A l'aplomb des hauteurs
Le petit attracteur

 

A l'aplomb des hauteurs, Le petit attracteur::Jean-Baptiste Caron, sculptures, 2012. Achat avec l'aide du FRAM

Le travail de Jean-Baptiste Caron, récent lauréat du prix Boesner de la Jeune Création, est tout entier suspendu à la dialectique entre art et science.
Dans l'œuvre, intitulée Le petit attracteur – le titre fait directement référence au Grand attracteur, un amas de galaxies et de matières constitué par l'attraction des masses de l'univers – l'artiste fait référence à un effet mécanique insolite traduisant, selon lui, les effets de la force gravitationnelle sur son corps : chaque jour, son nombril accumule des fibres et des poussières produisant de petites pelotes, qui portent même un nom scientifique : peluca umbilicus (peluche de nombril). Il a extrait une de ces pelotes pour la faire reposer au fond d'un orifice creusé dans une masse de béton, où un jeu de miroirs crée l'illusion optique de son flottement à la surface.
Dans un autre travail entre sculpture et installation, A l'aplomb des hauteur, l'artiste prolonge ce questionnement de la gravité en le rapprochant de la notion de verticalité, qui reste un des fondements premiers du rapport physique de l'homme au monde.
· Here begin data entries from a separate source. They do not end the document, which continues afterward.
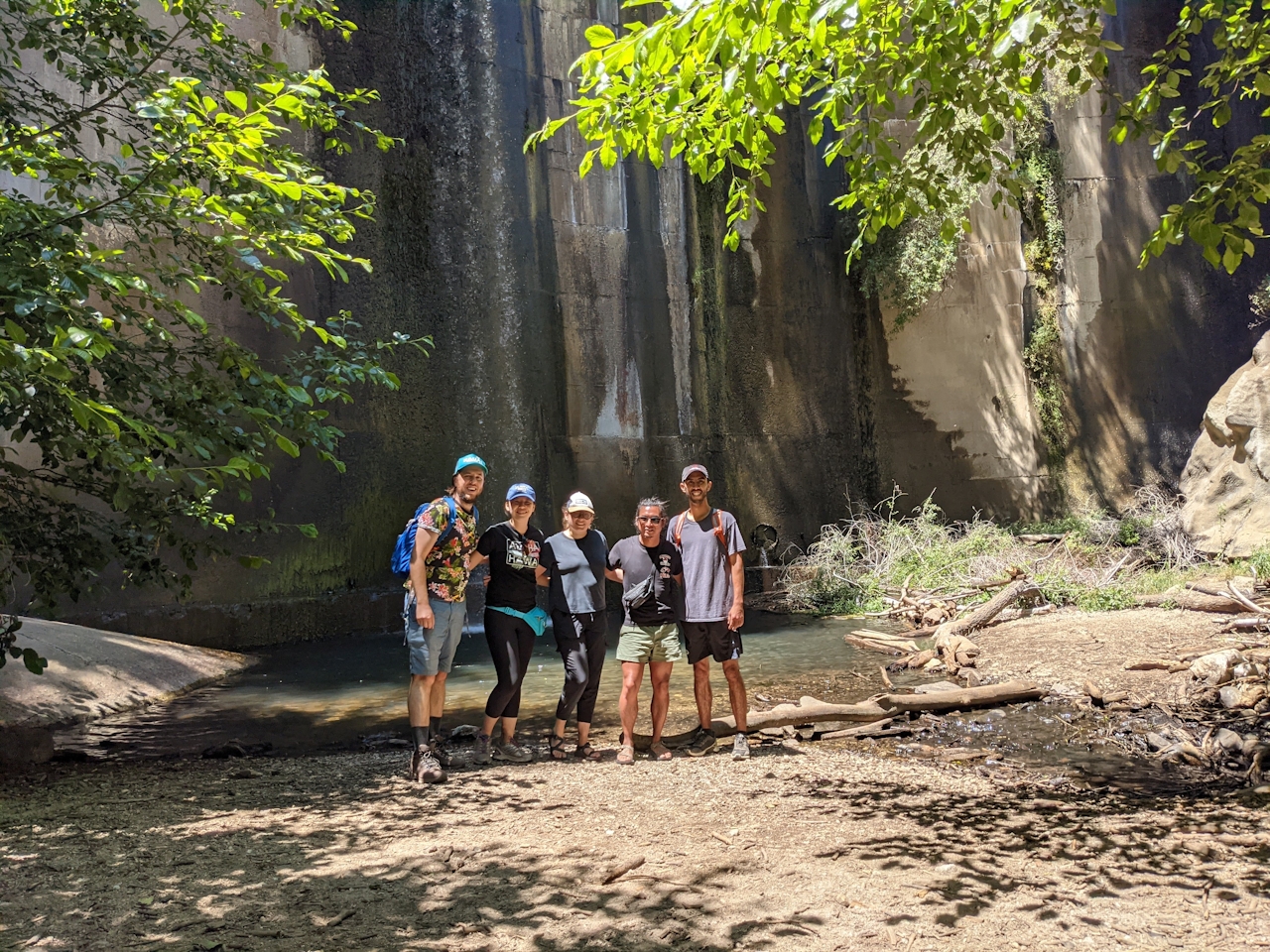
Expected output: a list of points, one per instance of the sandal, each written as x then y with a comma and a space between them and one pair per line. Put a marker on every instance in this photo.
556, 747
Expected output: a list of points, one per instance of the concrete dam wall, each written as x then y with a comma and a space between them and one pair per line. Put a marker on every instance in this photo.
593, 334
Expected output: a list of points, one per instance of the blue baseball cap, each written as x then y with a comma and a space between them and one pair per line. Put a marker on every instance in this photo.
470, 460
521, 489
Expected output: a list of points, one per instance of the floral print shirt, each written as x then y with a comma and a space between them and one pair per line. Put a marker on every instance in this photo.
447, 563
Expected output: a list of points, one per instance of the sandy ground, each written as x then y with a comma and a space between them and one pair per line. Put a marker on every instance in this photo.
1067, 648
826, 846
820, 847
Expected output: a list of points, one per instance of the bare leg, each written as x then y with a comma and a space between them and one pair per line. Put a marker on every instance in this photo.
702, 693
418, 698
627, 705
737, 692
659, 671
437, 697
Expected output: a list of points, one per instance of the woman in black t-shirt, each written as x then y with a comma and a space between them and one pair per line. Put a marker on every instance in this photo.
512, 549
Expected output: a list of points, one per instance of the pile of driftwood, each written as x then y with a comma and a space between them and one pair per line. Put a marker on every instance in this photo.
880, 707
928, 611
1246, 599
952, 651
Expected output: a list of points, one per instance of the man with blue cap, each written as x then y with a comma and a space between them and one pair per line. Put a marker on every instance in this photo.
437, 607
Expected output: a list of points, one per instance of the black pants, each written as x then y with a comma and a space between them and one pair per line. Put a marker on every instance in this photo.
581, 644
511, 644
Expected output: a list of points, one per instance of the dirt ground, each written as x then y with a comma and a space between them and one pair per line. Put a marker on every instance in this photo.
821, 846
1067, 648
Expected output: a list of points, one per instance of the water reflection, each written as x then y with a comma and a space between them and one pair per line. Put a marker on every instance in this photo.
326, 693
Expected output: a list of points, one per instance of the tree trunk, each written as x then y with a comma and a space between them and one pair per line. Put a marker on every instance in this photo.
989, 610
810, 710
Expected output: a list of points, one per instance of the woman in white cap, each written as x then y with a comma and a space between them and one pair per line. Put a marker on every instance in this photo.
512, 620
572, 565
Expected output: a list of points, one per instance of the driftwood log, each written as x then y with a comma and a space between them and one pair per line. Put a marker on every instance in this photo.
810, 710
989, 610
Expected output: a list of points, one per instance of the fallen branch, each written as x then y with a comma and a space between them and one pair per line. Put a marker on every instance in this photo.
619, 871
989, 610
810, 710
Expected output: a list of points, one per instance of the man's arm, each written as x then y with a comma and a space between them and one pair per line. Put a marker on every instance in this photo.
423, 542
737, 615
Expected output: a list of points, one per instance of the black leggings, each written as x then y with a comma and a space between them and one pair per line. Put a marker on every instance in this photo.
581, 644
511, 644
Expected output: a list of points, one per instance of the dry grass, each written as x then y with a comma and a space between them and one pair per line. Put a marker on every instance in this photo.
1101, 562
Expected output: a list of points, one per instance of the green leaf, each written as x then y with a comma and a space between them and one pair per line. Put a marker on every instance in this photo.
599, 36
35, 662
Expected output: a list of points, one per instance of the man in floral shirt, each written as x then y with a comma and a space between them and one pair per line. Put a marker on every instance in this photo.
436, 608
L'œuvre semble se poser comme une traduction matérielle de cette force en recourant au motif du fil à plomb, instrument de mesure absolu de la rectitude. Jouant encore sur la dialectique du lourd et du léger – le poids en plomb est ici remplacé par un poids fait d'une accumulation de poussière Jean-Baptiste Caron établit ainsi une connexion permanente entre le macrocosmique – l'univers et ses lois – et le microcosmique – le corps humain dans ce qu'il a de plus intime et charnel.

ARNAUD VASSEUX

Creux

 

Professeur de sculpture et de volume à l'école des Beaux-arts de Nîmes, rompu à l'expérimentation de techniques et de matériaux divers qu'il choisit le plus souvent pour leur capacité à changer d'état – liquide, solide, gazeux –, Arnaud Vasseux connaît par cœur la rhétorique classique du moulage, du positif / négatif, de la forme et de la contre forme.
L'idée du moule, technique traditionnelle de la sculpture, est à l’origine d'une série de dix pièces, chacune éditée à un exemplaire unique, produites au Centre International de Recherche sur le Verre et les Arts plastiques de Marseille en 2011.
Moulées à l'intérieur de la main, ces Creux de verre renvoient tout autant à l'outil du maître-verrier qu'au geste primaire de contenir une matière dans sa main : l'eau qui s'échappe avant d'être portée à la bouche, le sable écoulé symbolisant le temps qui passe, sur lequel nous n'avons pas de prise. Deux temporalités différentes se fondent alors dans un même objet.

JOCELYNE ALLOUCHERIE

Terre de sable 

  Jocelyne Alloucherie, Terre de sable

Issue d'une série dont les éléments peuvent être présentés en série ou individuellement, Terre de Sable associe un savoir-faire traditionnel de la photographie argentique et des techniques de pointe de l'enregistrement et de l'impression numérique. D'après le négatif argentique d'une photographie de nuage qu'elle numérise, elle tire une image très grand format sur laquelle l'artiste souffle du sable naturel du fleuve Saint-Laurent, près duquel elle vit. Blanc, noir ou rouge selon les lieux de collecte, le sable est soufflé à la manière du vent qui agit sur la matière.
La composition photographie / sable est ensuite captée en haute résolution sur de très grands scanners, qui donnent l'échelle des toiles, pour obtenir l'image finale : l'image d'un dessin en principe éphémère, empreint des mouvements d'un corps mobile, fixé par l'impression numérique.
Avec Terre de Sable, le musée prolonge sa recherche sur les différentes formes de la photographie plasticienne, qui constitue un axe fort de la collection représentée par d'autres artistes, de Corinne Mercadier à Dieter Appelt.